Spam e-mail dataset#
The last real-life dataset that we will use is related to classifying whether an e-mail is spam or not.
spam_feature_names = set(spam_df.columns).difference(set(['target']))
metrics = {}
imbalances = [0.35, 0.3, 0.2, 0.1, 0.06, 0.01, 0.006]
random_state = 42
for imbalance in tqdm(imbalances):
metrics[imbalance] = {}
# generate imbalanced dataset
X, y = undersample(spam_df[spam_feature_names], spam_df['target'], d = imbalance)
X_train, X_test, y_train, y_test = train_test_split(X, y, random_state=random_state, stratify = y, test_size = 0.4)
# Logistic Regression L2
lr_pipeline = Pipeline([('scaler', StandardScaler()),
('logreg', LogisticRegression())])
lr_pipeline.fit(X_train, y_train)
y_proba_lr = lr_pipeline.predict_proba(X_test)
metrics[imbalance]['logreg_l2'] = compute_metrics_bootstrap(y_true = y_test, y_pred = y_proba_lr[:,1])
# Logistic Regression L1
lr_pipeline_2 = Pipeline([('scaler', StandardScaler()),
('logreg', LogisticRegression(penalty= 'l1', solver = 'saga', max_iter = 200))])
lr_pipeline_2.fit(X_train, y_train)
y_proba_lr_2 = lr_pipeline_2.predict_proba(X_test)

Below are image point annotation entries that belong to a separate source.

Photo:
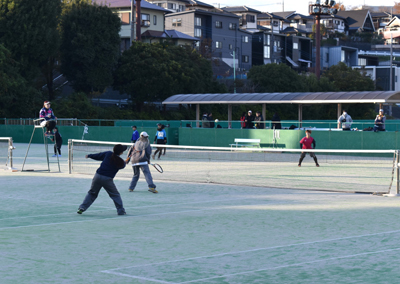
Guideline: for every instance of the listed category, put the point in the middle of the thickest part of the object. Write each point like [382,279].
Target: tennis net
[340,170]
[6,146]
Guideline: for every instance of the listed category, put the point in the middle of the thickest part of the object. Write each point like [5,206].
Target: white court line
[113,208]
[138,277]
[253,250]
[290,265]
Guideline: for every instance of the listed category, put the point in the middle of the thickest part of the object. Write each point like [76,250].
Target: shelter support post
[229,116]
[197,115]
[300,115]
[264,113]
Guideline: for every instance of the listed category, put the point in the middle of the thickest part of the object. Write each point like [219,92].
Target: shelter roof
[287,98]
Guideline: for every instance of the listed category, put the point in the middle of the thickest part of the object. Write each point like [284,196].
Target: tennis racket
[158,168]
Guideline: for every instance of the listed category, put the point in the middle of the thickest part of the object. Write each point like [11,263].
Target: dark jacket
[275,123]
[249,123]
[257,123]
[107,168]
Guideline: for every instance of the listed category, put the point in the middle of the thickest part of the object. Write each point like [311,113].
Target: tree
[17,98]
[29,30]
[396,8]
[347,79]
[154,72]
[89,45]
[273,77]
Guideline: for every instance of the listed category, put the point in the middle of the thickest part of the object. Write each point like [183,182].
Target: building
[219,37]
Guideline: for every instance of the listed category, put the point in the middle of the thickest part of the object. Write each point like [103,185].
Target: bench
[241,142]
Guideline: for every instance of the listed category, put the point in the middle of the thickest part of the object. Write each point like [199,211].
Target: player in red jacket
[308,143]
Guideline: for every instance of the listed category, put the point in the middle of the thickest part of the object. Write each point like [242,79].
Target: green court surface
[190,232]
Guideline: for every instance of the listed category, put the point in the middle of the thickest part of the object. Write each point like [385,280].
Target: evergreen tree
[89,45]
[29,30]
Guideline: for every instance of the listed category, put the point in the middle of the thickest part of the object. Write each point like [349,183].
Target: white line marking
[290,265]
[113,208]
[259,249]
[137,277]
[124,217]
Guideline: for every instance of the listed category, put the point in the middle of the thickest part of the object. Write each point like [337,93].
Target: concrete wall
[219,137]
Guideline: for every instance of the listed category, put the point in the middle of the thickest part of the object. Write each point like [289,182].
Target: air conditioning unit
[145,23]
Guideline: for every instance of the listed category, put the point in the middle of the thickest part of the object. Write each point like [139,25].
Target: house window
[266,52]
[250,18]
[267,39]
[176,22]
[197,32]
[125,18]
[145,20]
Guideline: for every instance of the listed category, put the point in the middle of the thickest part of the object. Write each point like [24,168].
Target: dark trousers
[50,124]
[312,155]
[98,182]
[57,147]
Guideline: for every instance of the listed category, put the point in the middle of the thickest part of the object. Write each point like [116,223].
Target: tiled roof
[284,14]
[179,35]
[127,4]
[355,18]
[235,9]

metrics[imbalance]['logreg_l1'] = compute_metrics_bootstrap(y_true = y_test, y_pred = y_proba_lr_2[:,1])
# Random Forest
rf_clf = RandomForestClassifier()
rf_clf.fit(X_train, y_train)
y_proba_rf = rf_clf.predict_proba(X_test)
metrics[imbalance]['rf'] = compute_metrics_bootstrap(y_true = y_test, y_pred = y_proba_rf[:,1])

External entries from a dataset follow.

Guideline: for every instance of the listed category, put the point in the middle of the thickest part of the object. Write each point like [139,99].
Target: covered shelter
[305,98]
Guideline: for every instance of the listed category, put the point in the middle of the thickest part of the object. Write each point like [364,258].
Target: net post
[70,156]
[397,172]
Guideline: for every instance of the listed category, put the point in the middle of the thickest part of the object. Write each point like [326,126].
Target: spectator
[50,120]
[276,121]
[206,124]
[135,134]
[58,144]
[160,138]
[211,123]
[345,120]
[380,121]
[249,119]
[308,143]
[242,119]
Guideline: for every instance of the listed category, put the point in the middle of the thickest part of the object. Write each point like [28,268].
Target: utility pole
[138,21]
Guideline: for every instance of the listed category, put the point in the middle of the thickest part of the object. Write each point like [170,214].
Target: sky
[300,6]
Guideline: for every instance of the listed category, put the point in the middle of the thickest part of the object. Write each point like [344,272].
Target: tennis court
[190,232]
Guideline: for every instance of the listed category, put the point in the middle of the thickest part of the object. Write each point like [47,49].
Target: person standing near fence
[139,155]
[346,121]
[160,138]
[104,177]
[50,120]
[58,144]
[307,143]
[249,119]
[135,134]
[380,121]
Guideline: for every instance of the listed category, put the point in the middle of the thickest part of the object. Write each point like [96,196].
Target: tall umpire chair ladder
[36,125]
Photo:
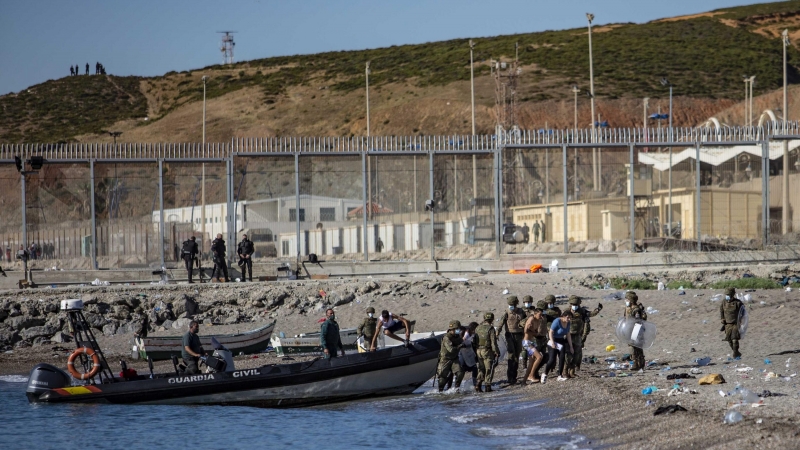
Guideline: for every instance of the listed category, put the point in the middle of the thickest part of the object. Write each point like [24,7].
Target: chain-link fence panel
[331,209]
[533,201]
[58,215]
[127,215]
[465,222]
[266,204]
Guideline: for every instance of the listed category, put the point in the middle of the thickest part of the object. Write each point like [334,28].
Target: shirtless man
[390,324]
[535,330]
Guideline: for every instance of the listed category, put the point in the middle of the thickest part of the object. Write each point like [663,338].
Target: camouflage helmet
[541,304]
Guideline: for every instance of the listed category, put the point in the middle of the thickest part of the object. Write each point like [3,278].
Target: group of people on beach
[540,333]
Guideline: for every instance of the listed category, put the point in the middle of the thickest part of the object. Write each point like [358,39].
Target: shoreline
[609,412]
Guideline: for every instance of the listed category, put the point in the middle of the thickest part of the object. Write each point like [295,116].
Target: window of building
[293,215]
[327,214]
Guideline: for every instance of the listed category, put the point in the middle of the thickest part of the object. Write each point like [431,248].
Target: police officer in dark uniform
[245,251]
[189,252]
[218,251]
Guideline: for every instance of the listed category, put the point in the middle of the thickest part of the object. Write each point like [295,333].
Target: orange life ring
[95,363]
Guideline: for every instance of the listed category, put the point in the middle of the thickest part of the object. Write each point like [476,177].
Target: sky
[43,38]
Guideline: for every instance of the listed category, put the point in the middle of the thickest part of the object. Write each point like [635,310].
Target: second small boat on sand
[163,347]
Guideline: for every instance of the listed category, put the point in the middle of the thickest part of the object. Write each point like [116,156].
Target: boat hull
[393,371]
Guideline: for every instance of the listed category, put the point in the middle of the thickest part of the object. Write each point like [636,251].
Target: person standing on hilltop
[729,312]
[486,341]
[635,310]
[513,321]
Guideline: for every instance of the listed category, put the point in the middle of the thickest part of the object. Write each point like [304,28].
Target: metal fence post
[297,200]
[564,168]
[765,223]
[498,193]
[698,198]
[161,210]
[632,199]
[94,217]
[433,197]
[364,203]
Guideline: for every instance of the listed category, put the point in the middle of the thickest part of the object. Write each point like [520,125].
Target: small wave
[519,431]
[469,418]
[14,378]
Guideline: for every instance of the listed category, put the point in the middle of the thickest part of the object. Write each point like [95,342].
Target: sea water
[426,419]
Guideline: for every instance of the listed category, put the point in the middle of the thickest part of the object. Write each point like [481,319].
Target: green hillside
[704,57]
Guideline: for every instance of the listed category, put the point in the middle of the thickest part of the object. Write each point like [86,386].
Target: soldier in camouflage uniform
[368,327]
[528,307]
[486,341]
[729,316]
[635,310]
[452,343]
[513,321]
[578,330]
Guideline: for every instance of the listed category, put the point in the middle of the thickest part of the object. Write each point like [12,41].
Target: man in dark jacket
[245,251]
[329,337]
[218,253]
[189,253]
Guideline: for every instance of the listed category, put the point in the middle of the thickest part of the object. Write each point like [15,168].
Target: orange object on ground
[95,363]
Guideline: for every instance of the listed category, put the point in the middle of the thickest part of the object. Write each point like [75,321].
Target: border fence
[384,198]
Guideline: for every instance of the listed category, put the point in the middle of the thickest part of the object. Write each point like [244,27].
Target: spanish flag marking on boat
[79,390]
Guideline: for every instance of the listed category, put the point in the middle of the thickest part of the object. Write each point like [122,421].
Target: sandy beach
[610,411]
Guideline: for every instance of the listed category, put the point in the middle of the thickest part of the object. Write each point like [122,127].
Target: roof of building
[714,156]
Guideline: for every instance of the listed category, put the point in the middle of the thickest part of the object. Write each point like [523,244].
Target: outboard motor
[45,377]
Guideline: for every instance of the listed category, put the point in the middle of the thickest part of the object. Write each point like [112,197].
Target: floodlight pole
[367,213]
[203,184]
[785,178]
[595,175]
[472,92]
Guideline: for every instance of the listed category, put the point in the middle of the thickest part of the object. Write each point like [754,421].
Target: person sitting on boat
[367,327]
[192,349]
[391,324]
[329,335]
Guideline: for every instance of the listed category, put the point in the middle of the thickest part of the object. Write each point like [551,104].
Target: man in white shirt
[391,324]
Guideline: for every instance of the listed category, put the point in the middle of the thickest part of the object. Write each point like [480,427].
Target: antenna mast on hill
[227,46]
[505,79]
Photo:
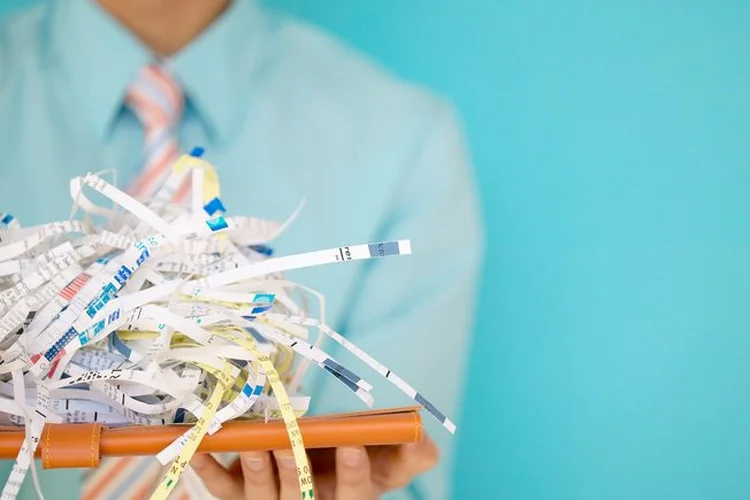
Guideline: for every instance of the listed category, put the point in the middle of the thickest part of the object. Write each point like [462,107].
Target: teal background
[611,146]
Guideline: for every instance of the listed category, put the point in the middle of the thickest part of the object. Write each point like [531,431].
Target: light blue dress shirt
[286,113]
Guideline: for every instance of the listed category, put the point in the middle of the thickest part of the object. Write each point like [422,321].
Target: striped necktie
[157,100]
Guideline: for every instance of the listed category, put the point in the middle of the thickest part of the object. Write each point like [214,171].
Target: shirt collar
[100,59]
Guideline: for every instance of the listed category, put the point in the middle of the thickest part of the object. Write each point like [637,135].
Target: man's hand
[350,473]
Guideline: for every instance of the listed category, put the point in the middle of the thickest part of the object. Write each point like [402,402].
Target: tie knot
[156,98]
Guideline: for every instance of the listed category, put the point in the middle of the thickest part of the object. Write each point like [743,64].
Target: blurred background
[612,354]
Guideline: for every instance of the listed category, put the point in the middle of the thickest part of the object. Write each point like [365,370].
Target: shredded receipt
[160,312]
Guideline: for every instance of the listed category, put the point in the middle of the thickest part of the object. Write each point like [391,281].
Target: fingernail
[351,456]
[254,462]
[287,462]
[198,462]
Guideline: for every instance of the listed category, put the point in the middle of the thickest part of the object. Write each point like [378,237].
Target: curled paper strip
[162,314]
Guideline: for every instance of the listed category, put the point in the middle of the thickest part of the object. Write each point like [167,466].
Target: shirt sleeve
[415,313]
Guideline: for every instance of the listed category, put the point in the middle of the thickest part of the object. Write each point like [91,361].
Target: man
[286,113]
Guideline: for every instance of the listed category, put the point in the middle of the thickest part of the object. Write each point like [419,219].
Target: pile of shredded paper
[159,313]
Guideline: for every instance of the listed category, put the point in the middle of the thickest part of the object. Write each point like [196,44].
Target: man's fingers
[353,480]
[410,460]
[219,481]
[259,474]
[288,477]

# Random Forest class weight
rf_clf_2 = RandomForestClassifier(class_weight = 'balanced')
rf_clf_2.fit(X_train, y_train)
y_proba_rf_2 = rf_clf_2.predict_proba(X_test)
metrics[imbalance]['rf_2'] = compute_metrics_bootstrap(y_true = y_test, y_pred = y_proba_rf_2[:,1])
# Gradient Boosting Machine
gb_clf = HistGradientBoostingClassifier()
gb_clf.fit(X_train, y_train)
y_proba_gb = gb_clf.predict_proba(X_test)
metrics[imbalance]['gb'] = compute_metrics_bootstrap(y_true = y_test, y_pred = y_proba_gb[:,1])
# Gradient Boosting Machine with fixed max_depth
gb_clf_2 = HistGradientBoostingClassifier(max_depth = 5)
gb_clf_2.fit(X_train, y_train)
y_proba_gb_2 = gb_clf_2.predict_proba(X_test)
metrics[imbalance]['gb_2'] = compute_metrics_bootstrap(y_true = y_test, y_pred = y_proba_gb_2[:,1])
print('Experiment ended!')
Experiment ended!
metric_4_display = 'roc_auc'
colors = {'logreg_l2': 'C0',
'logreg_l1': 'C1',
'rf': 'C2',
'rf_2': 'C3',
'gb': 'C4',
'gb_2': 'C5'}
f, ax = plt.subplots(dpi = 100, figsize = (8,5))
for model_name, color in colors.items():
plot_metric_evolution(metrics, model_name, metric_4_display= metric_4_display, color = color, ax = ax)
ax.legend(loc = 'best', frameon = False)
ax.grid(True, axis = 'y', alpha = 0.4)
ax.set_ylabel(metric_4_display.upper())
ax.set_title('Spam e-mail dataset')
clean_ax(ax)
plt.show()
Conclusions#
Both experiments 1 and 2 (synthetic dataset and census income dataset) suggest that a simple Logistic Regression with L1 or L2 regularization mantains a somewhat consistent performance even when the imbalance gets more extreme, as in the case of the synthetic dataset.
Both logistic regressions in the last experiment (with spam e-mail data) are the worst performers most of the time, until the imbalance begins to get extreme (0.01). Again, logistic regression appears to have a consistent performance along the imbalance scenarios.
Thus, we think it is safe to say that a good baseline model for imbalanced classification problems is a logistic regression. In some cases L1 or L2 regularization can perform better, and this can depend on the nature of the problem. However, an L1 regularization is advised if we additionally want to perform some feature selection along the modelling process.